I really recommend interviewing someone you don’t know that well for your first profile. It causes you to be thorough and puts you in a situation in which you have few pre-conceived judgements about them. You truly have to bridge a connection between yourself and that person that is not already there.

For example, I not only interviewed her, but I went to every activity that she did for remainder of the week. I made it a point of telling her that I would like to be her shadow for the next few days and when the interview was up I just asked her what she was doing the next day. It wasn’t awkward after a while and through doing this I got to know how she acted around her friends and in other organizations that I knew nothing about.

You only see pieces of someone’s life through an interview and through the questions you ask. By following Hilda around, I took a backseat and let her lead me through her everyday life. By seeing how she lived I could then probe deeper into comments she’d made in the first interview, especially regarding what she valued in life and what struck a cord within her.

I recommend doing a second interview with the person you profile after you have seen more of their everyday activities. It allows you a chance to follow up with them with questions you have as a result of listening to what you talked about and experiencing the various trips they have taken you on.

The ultimate story that you create is yours and the angle you take, or the message you intend to send, is something that you alone must decide on.
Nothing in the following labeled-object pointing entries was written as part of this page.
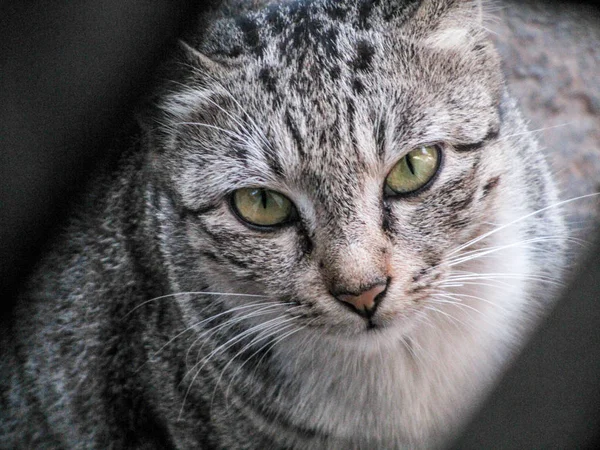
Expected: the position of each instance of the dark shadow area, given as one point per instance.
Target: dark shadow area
(70, 76)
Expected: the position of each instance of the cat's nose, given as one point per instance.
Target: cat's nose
(365, 301)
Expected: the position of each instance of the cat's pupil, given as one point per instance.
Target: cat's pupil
(263, 198)
(410, 164)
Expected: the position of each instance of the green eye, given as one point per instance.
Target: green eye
(413, 171)
(262, 207)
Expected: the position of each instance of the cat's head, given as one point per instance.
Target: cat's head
(330, 155)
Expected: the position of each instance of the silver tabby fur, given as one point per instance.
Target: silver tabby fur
(317, 100)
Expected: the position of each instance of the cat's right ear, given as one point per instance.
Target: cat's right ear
(199, 60)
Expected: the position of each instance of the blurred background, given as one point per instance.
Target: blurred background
(70, 76)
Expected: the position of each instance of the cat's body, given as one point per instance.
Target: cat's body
(318, 101)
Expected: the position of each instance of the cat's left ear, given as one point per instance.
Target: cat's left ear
(447, 23)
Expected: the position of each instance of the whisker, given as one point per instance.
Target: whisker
(194, 293)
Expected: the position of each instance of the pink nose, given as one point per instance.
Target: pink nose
(366, 300)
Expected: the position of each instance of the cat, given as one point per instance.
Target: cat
(332, 230)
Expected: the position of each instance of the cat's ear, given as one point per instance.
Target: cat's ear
(199, 60)
(447, 23)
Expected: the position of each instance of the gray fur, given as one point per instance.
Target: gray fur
(119, 343)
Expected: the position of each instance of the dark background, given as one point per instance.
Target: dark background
(70, 75)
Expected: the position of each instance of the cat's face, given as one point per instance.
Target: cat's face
(322, 114)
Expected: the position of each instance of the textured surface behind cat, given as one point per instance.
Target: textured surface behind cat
(317, 102)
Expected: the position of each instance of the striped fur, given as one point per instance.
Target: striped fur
(160, 320)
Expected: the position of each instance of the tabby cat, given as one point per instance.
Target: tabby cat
(332, 230)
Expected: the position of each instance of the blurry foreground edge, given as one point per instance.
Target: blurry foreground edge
(550, 396)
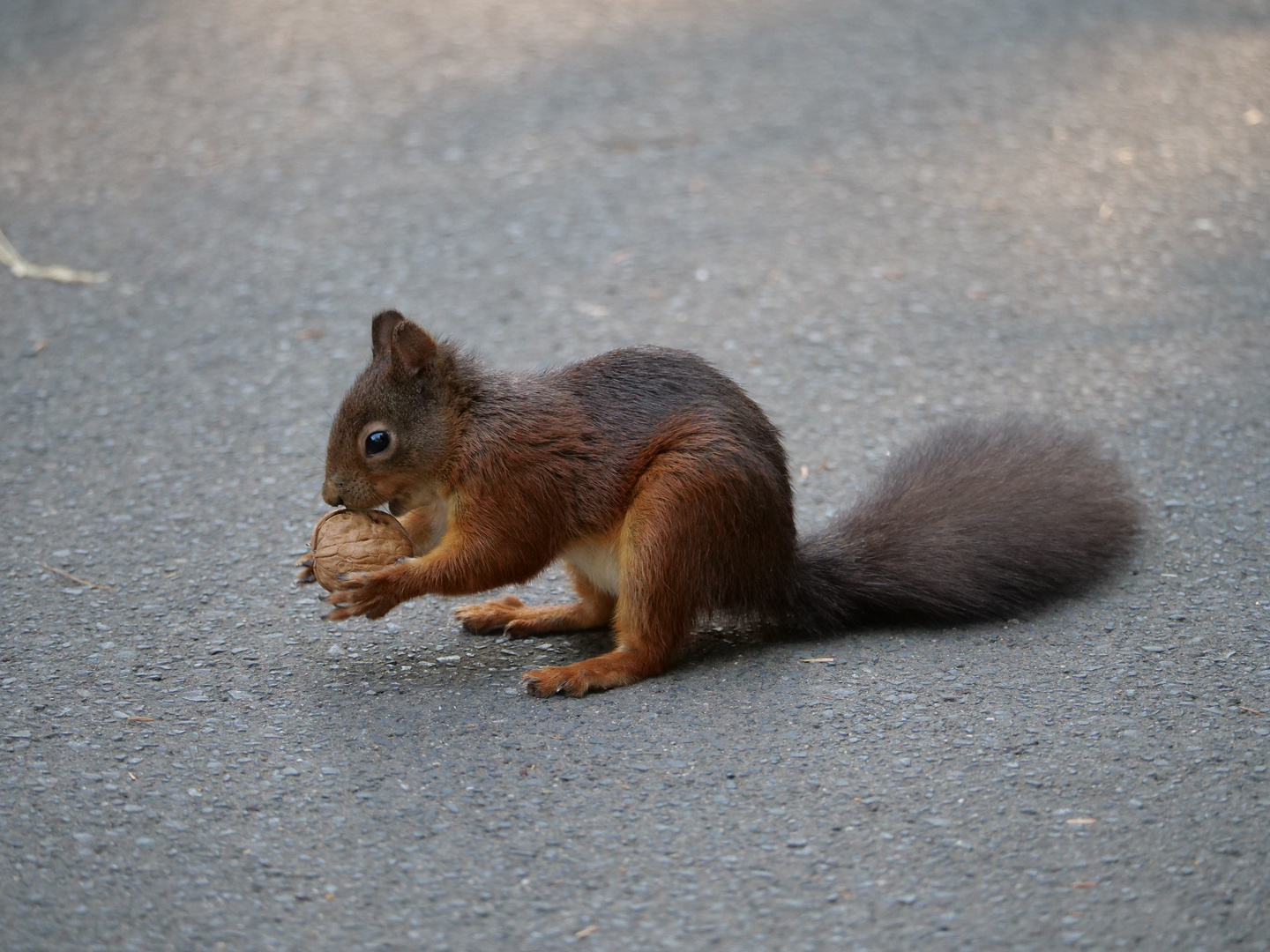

It is a story about them, however, and when I wrote this I thought it was very important to try and represent Hilda as accurately as possible. It is something I recommend keeping in the back of your mind at all times. This doesn’t mean that I crammed in everything she said or we did together within this essay. You have to pick and choose. Hopefully, by going through the process I did — and perhaps a few creative ideas of your own- you will have lots to choose from.